The sharp depreciation of the Russian rouble and growing devaluation expectations have caused widespread concern among Chinese exporters, prompting many to suspend sales on Russian e-commerce platforms, according to industry insiders.
Data from the People’s Bank of China shows that the yuan-rouble exchange rate rose from 1 yuan to 13.9913 roubles on November 22 to 15.6113 roubles on Thursday, before falling to to 14.91 roubles on Friday.
During trading on Wednesday, the rouble-US dollar exchange rate fell by over 8.5 per cent to a one-year low of 114.75 roubles to the dollar.
“The continued depreciation of the rouble is posing serious losses for Chinese exporters,” said Andy Guo, the founder of Waimaojia, a business platform on WeChat that has attracted many exporters focused on the Russian market.
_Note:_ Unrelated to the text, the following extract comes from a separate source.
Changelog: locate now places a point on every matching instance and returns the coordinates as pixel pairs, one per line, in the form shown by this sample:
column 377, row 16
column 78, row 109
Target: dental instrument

“On the one hand, the rouble’s depreciation causes a sharp increase in domestic commodity prices, weakening Russian consumers’ willingness to buy and thus reducing orders from us. On the other hand, exchange rate fluctuations further erode the profit margins of Chinese merchants after settlement.”
He said the impact will be felt mainly by e-commerce platforms pricing goods in roubles and Chinese businesses operating in Russia in trade denominated in roubles.